Os três livros estão agora reunidos em um volume em capa dura que traz ainda os poemas igualmente obscenos de "Bufólicas" (1992) e de "Berta & Isabô: Um Fragmento Pornogeriátrico Rural", diálogo do livro de crônicas "Cascos & Carícias".

O sexo não estava ausente na obra anterior de Hilst, mas era um erotismo ligado a uma dimensão metafísica ou mística: o desejo como falta, desencadeando a torrente verbal de "Fluxo- Poema" e a prosa especulativa de "Kadosh" ou "A Obscena Senhora D".

A decisão de escrever "bandalheiras" foi alardeada por ela, em entrevistas publicadas ao final de "Pornô Chic", como intento de ganhar dinheiro: "Estou cagando para o reconhecimento", vociferou a Senhora HH.

Relendo esses textos, fica claro que a desbocada pornógrafa não estava satisfazendo nem "sede de nomeada" nem "erotismo pecuniário" (para usar expressões de Machado de Assis): seu negócio era uma literatura que trouxesse aquilo que antes era considerado um gênero inferior e clandestino para perturbar uma ordem literária e editorial prostituída.

Daí a profusão de cutucadas em autores canonizados e de personagens que são escritores malfadados. A começar pelo pai escritor de Lori Lamby, que não sabemos ao certo se é o autor oculto das safadíssimas memórias dessa Lolita de oito anos —mas que sabemos ser seu proxeneta.

Depois desse livro formalmente anárquico e de uma perversidade poliforma e pedófila, "Contos d'Escárnio" é mais cômico e muito mais anárquico —diário, diálogos e aforismos em que o incestuoso Crasso despreza amantes intelectualizadas e pretende instaurar a "pornocracia".

Já "Cartas de um Sedutor" é um romance epistolar, gênero em voga entre os libertinos do século 18 e início do 19 (basta lembrar "As Relações Perigosas", de Choderlos de Laclos) —uma filiação bastarda cujas blasfêmias se dirigem aos cortesãos das letras.

LIVROS

PORNÔ CHIC ***
AUTORA: Hilda Hilst
EDITORA: Biblioteca Azul (2014, 1ª edição, 276 págs., R$ 59,90)

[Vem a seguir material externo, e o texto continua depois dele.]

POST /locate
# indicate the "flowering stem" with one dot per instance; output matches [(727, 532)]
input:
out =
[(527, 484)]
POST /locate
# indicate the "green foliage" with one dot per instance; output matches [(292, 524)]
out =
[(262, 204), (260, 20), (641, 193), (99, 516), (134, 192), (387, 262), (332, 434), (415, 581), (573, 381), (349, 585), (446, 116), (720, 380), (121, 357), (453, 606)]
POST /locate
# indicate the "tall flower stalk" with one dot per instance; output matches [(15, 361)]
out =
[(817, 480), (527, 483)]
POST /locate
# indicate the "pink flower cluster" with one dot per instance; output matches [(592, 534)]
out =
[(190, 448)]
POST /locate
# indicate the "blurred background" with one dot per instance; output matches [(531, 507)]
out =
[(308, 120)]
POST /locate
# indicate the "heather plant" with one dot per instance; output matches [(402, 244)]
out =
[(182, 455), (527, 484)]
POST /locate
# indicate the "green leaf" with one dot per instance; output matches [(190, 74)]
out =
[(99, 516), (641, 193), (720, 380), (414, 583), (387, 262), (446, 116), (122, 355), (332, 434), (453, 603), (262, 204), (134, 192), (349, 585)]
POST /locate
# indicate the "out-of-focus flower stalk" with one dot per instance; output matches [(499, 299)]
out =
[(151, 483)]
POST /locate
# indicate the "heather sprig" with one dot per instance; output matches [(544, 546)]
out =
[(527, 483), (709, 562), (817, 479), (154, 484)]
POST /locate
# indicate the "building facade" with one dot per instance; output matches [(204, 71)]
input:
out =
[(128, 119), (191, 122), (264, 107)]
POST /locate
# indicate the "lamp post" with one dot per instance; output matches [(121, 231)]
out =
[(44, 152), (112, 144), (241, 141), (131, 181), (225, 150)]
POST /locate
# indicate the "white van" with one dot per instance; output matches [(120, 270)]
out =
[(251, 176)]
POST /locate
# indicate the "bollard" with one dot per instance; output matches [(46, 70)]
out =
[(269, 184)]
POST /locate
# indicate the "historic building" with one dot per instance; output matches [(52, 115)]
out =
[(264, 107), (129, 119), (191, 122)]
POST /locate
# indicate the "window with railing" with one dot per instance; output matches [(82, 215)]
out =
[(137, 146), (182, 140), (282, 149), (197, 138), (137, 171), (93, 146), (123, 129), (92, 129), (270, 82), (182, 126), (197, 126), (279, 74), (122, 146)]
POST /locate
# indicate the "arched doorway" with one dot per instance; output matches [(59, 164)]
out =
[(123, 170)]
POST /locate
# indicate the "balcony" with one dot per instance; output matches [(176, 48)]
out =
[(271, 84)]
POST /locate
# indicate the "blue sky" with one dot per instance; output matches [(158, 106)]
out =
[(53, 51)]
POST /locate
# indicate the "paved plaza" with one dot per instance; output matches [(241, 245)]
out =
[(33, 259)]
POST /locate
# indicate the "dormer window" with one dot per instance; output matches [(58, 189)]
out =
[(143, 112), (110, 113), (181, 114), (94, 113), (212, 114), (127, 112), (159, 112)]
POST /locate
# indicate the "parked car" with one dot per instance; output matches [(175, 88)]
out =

FICO BESTA QUANDO ME ENTENDEM **
Reúne 20 entrevistas com Hilst, entre 1952 e 2002, que permitem ver a conexão entre os vários gêneros praticados pela escritora (prosa, poesia, teatro e crônica).
ORGANIZADOR: Cristiano Diniz
EDITORA: Biblioteca Azul (2013, 1ª edição, 237 págs., R$ 44,90)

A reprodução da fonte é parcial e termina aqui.